30/08/2020 12:30
L’histoire de Yanki, une marque de produits médicinaux, a prouvé que le Vietnam est un terreau propice aux jeunes entreprises. Gérée par une ancienne étudiante de Montréal, cette start-up connaît le succès grâce à son produit unique : le yarsagumbu bhoutanais.
Dô Thùy Linh (2à gauche) à côté de l’agricultrice Yanki, au Bhoutan, en 2019.
Photo : NVCC/CVN

Nous avons rendez-vous à 09h00 du matin avec Dô Thùy Linh, une ancienne étudiante en communication de l’Université du Québec à Montréal. Elle est déjà arrivée depuis une demi-heure. Sur sa table, des papiers, un téléphone portable et un ordinateur. 

Thùy Linh est rentrée au Vietnam en 2016, et a ensuite rejoint nombre de start-ups dans le pays. Mais l’histoire de sa propre compagnie est unique.

Mme Yanki est une agricultrice bhoutanaise, spécialiste en plantes médicinales. Ma famille suit le Drukpa du bouddhisme tibétain, et lors d’un pèlerinage au Bhoutan, je l’ai rencontrée par hasard : une femme pure et rustique !", raconte-t-elle.
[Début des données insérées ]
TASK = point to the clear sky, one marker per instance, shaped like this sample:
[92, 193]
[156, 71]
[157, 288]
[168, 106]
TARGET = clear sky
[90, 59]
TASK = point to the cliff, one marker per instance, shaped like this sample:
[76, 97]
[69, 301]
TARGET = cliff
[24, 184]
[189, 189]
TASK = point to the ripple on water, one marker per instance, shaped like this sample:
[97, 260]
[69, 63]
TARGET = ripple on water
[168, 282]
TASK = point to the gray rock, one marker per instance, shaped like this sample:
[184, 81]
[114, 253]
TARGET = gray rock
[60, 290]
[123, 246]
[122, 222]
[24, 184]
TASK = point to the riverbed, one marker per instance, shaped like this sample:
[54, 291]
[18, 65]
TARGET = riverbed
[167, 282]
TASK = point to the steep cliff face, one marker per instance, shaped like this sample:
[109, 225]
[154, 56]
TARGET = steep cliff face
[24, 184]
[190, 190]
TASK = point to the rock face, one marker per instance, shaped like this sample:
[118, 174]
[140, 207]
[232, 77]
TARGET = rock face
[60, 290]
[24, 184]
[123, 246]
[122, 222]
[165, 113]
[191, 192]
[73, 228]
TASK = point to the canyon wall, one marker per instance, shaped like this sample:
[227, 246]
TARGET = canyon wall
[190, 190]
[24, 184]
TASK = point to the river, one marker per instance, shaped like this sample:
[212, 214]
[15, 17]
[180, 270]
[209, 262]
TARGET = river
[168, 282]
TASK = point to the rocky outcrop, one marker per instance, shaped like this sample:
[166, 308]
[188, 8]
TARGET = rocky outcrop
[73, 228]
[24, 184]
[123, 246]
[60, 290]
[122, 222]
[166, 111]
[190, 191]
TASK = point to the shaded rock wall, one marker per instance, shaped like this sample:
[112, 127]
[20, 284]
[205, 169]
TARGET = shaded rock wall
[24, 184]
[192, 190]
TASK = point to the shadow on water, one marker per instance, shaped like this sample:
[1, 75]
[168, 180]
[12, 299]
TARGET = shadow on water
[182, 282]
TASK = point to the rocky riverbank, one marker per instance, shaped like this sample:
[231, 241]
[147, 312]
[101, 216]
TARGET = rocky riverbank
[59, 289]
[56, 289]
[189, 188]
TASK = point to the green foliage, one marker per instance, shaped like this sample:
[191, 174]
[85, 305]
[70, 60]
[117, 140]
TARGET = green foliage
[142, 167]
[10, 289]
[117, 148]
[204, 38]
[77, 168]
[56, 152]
Le yarsagumbu, qui signifie littéralement "herbe l’été, ver l’hiver", est une espèce de champignon originaire du Tibet. Ce symbiote se compose d’une larve de lépidoptères et de son parasite Ophiocordyceps sinensis. Il vit sur les hauts plateaux de l’Himalaya entre 3.000 et 5.000 m d’altitude. Au Tibet, cette plante est utilisée depuis plus de 500 ans comme tonifiant et pour traiter les maladies cardiaques et rénales, ainsi que pour accroître la virilité. Ses effets pharmaceutiques sont reconnus par la science moderne.

"Mes parents cherchaient à acheter du yarsagumbu bio au Vietnam. En 2019, j’ai donc commencé à commercialiser les produits de Mme Yanki", informe la jeune femme.

Conquérir le marché national

Un paquet de yarsagumbu de Yanki, dont la qualité est certifiée par les autorités bhoutanaises.
Photo : NVCC/CVN

Basée à Hô Chi Minh-Ville, la start-up vend surtout via son site officiel, ainsi que sur certains réseaux sociaux. Thùy Linh vérifie elle-même la qualité de chaque yarsagumbu, qui doit être impérativement conservé au frigo à 10°C depuis sa récolte jusqu’à sa vente. 

"La santé du consommateur prévaut sur tout autre intérêt. J’ai eu la chance de vivre +à la bhoutanaise+, donc je veux partager l’esprit de ce pays à travers mes produits pour mes clients, qui sont majoritairement des personnes âgées ou malades", précise-t-elle.

Comme toutes les autres plantes médicinales, le yarsugumbu peut être consommé en infusion, ou simplement comme complément alimentaire lors de repas ordinaires. Chaque semaine, Yanki en vend une vingtaine de paquets. Malgré leur prix élevé, le nombre d’acheteurs augmente au fil des mois. À la différence des autres marques de yarsugumbu au Vietnam, les produits de Yanki sont joliment emballés, et font d’élégants cadeaux à offrir.

"Je cherche depuis longtemps du yarsagumbu bhoutanais authentique, et je suis content d’avoir trouvé Yanki sur Facebook, fait savoir Trân Ngoc Son, un client. J’ai été bien renseigné par le personnel de Yanki sur la meilleure façon de consommer le yarsagumbu. La livraison et le paiement en ligne sont faciles, rapides et sécurisés. Et surtout, ma santé s’est nettement améliorée".

Trân Ngoc Son (droite) écoute les renseignements par un employé de Yanki. 
Photo : Dang Duong/CVN

Le yarsagumbu de Mme Yanki est également vendu en Chine, aux États-Unis et à Singapour. Parmi ses clients fidèles, de nombreuses personnalités dont la princesse Benedikte de Danemark.

"Je suis contente de pouvoir présenter aux consommateurs vietnamiens des produits de haute qualité venant du +pays du Bonheur+. Dans un avenir proche, Yanki va améliorer ses services et offrir plusieurs promotions, afin de répondre davantage aux différents besoins des clients", affirme Thùy Linh, tout sourire.